Gardner (Asa Butterfield) is a typical 16-year-old brainiac, the kind who spends his days tinkering in robotics, endlessly rewatching Wings of Desire and DM-ing with his female misfit counterpart. Her name is Tulsa (Britt Robertson), a troubled teen who’s been bounced around foster homes and rides a motorcycle. They seem to have a deep connection, these two, but there’s a slight catch: She lives in Boulder, Colorado, and he, well … he lives on Mars. Specifically, the first manned colony set up on the red planet, as he’s the offspring of an astronaut who discovered she was pregnant after take-off and died during childbirth. Gardner can never come back to Earth, he’s told, because his enlarged heart (metaphor alert!) would risk bursting in our atmosphere.

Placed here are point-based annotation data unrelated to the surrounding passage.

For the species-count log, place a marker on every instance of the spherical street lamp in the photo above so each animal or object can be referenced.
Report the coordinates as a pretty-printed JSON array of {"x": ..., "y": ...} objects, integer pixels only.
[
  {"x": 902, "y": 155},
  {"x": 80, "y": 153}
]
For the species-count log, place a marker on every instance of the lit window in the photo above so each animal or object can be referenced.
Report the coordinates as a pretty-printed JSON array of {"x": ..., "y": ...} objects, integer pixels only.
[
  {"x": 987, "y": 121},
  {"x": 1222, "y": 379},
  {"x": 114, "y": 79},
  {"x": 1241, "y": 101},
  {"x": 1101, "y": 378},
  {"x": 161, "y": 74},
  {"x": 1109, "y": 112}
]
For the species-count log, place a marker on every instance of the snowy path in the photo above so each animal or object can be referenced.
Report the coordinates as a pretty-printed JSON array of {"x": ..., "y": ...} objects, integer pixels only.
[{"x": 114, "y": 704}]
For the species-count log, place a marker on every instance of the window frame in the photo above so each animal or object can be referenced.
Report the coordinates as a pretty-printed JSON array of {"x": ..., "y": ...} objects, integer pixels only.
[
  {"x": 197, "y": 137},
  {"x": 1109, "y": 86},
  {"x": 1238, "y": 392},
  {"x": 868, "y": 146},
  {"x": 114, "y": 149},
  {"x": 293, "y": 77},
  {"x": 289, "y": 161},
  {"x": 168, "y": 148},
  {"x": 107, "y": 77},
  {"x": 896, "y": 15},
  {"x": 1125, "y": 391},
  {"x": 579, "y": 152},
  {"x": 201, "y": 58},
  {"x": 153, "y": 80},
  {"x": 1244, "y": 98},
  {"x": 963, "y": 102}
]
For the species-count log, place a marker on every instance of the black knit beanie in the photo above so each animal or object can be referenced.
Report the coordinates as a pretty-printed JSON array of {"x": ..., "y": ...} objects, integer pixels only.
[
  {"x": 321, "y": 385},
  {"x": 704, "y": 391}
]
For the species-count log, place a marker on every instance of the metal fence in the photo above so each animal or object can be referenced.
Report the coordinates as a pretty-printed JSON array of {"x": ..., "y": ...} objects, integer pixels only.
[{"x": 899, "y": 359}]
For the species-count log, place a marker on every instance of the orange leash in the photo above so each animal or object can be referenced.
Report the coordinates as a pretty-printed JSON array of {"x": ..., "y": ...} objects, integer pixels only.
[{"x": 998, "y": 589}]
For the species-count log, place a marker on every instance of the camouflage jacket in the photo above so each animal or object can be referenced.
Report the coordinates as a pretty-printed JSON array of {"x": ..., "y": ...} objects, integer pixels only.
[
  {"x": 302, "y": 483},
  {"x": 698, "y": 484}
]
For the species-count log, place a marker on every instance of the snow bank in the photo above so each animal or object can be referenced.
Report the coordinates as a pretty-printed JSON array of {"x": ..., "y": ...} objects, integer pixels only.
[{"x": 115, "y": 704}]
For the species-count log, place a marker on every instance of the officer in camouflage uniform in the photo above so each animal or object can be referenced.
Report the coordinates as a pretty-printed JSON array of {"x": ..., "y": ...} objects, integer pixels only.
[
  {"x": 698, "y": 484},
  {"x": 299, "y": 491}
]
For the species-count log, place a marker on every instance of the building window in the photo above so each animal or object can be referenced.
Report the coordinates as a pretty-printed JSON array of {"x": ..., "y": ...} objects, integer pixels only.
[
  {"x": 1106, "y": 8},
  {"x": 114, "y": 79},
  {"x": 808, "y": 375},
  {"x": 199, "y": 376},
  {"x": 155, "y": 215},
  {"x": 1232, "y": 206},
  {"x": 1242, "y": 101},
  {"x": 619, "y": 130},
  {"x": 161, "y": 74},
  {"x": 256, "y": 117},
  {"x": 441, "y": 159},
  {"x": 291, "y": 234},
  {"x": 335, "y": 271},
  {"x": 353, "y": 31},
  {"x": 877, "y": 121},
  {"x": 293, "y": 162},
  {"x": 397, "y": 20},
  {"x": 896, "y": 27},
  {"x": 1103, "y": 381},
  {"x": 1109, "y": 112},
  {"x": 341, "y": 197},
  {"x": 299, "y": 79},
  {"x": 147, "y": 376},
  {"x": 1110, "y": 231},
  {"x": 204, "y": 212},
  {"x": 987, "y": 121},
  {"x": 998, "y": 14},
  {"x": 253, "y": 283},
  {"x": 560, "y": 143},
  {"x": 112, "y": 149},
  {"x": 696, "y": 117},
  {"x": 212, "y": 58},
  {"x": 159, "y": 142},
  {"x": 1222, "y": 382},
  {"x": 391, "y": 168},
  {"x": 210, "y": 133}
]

But Mars needs girlfriends, so one surgery, several training montages and one interstellar flight later, he and his single-female-scientist guardian (Carla Gugino) find themselves back on our big blue marble. The billionaire behind the expedition (Gary Oldman, looking conspicuously like Richard Branson) wants to study the effects of outer-space coming-of-age on our young hero; he may have a few hidden reasons to interrogate the boy as well. All Gardner wants, however, is to find his father, who he’s seen on Mom’s old “virtual visit” footage. That, and to meet Tulsa in person. So he slips out of his holding cell and heads west. Soon, the couple are hitting the road and the authorities are hot on their trail. 

From here, The Space Between Us merely becomes a matter of checking plus or minus boxes on a list. The various pros: Butterfield’s ability to give good awkwardness (his shambling, stiff-limbed walk, due to Earth’s gravity having a stronger pull than his home planet, is inspired); Robertson, who proves here that her charismatic turn in Tomorrowland was no fluke and that she’s got screen presence to spare; and cinematographer Barry Peterson’s ability to film both stratospheric views and terrestrial landscapes with a genuine sense of awe – as if, like Gardner, we’re seeing Earth’s natural wonders for the very first time. He also has a knack for taking disparate elements and somehow dropping in a gobsmacking visual when you least expect it; when it comes to capturing the rush of being smitten, you will believe that so much depends upon a blue dress and a Yamaha keyboard in a Costco.

The cons are, alas, almost everything else, and while director Peter Chelsom (Funny Bones, Serendipity) can functionally guide his cast through their derring-do and dewy-eyed paces, neither he nor screenwriter Allan Loeb can steer the whole endeavor out of Clichéville U.S.A. By the time you get to the money shot of two lovers kissing in zero gravity, you’ll either be deep in this movie’s pocket or have fallen into a diabetic coma. There’s virtually no in-between.